The models were quite stable this month. Both signals got slightly stronger but that was due more to the two month smoothing process than to changes in the underlying indicators. The Mid Cap signal strengthened the most due to the rebound in the technical indicators thanks to the two month rally in small and mid cap stocks. Small and mid cap stocks struggled early in the year, producing negative returns through April even as the large cap S&P 500 rallied. These sectors caught up in May and June and improved the technical indicators in the model relative to the end of April. With the end of April data dropping out of the two month average this month, the Mid Cap signal got a little stronger.

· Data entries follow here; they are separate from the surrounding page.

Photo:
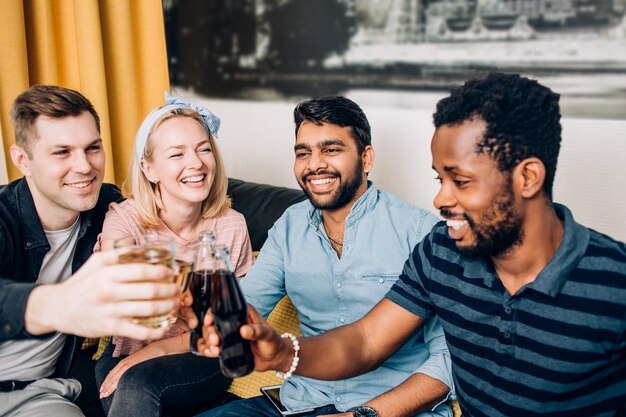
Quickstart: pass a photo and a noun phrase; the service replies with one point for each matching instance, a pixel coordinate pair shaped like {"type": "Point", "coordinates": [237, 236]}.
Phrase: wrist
{"type": "Point", "coordinates": [38, 315]}
{"type": "Point", "coordinates": [291, 359]}
{"type": "Point", "coordinates": [363, 411]}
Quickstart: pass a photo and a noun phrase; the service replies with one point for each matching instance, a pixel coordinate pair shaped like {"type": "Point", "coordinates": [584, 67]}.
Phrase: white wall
{"type": "Point", "coordinates": [257, 141]}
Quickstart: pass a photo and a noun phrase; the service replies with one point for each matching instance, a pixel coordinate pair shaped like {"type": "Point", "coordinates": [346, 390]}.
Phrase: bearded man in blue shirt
{"type": "Point", "coordinates": [532, 303]}
{"type": "Point", "coordinates": [335, 256]}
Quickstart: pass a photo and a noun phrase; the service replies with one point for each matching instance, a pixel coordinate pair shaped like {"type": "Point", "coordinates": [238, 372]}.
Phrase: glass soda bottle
{"type": "Point", "coordinates": [200, 283]}
{"type": "Point", "coordinates": [230, 312]}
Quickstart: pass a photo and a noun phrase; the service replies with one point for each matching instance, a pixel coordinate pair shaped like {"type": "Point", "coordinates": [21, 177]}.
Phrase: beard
{"type": "Point", "coordinates": [349, 185]}
{"type": "Point", "coordinates": [499, 228]}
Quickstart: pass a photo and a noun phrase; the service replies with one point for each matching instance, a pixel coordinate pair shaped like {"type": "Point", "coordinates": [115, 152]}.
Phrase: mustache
{"type": "Point", "coordinates": [320, 172]}
{"type": "Point", "coordinates": [448, 215]}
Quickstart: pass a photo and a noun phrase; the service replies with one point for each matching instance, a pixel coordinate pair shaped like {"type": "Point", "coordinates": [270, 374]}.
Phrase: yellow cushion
{"type": "Point", "coordinates": [284, 318]}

Performance of the models was good in June with value out performing growth and mid caps easily outperforming large caps. So far in 2014, the Market Cap Model is ahead of the S&P 500 but the Style model is trailing the benchmark.
MDY and IWD are widely held by clients of Northlake Capital Management, LLC, including in Steve Birenberg’s personal accounts. Steve is sole proprietor of Northlake, a registered investment advisor. Northlake’s regulatory filings can be found at www.sec.gov.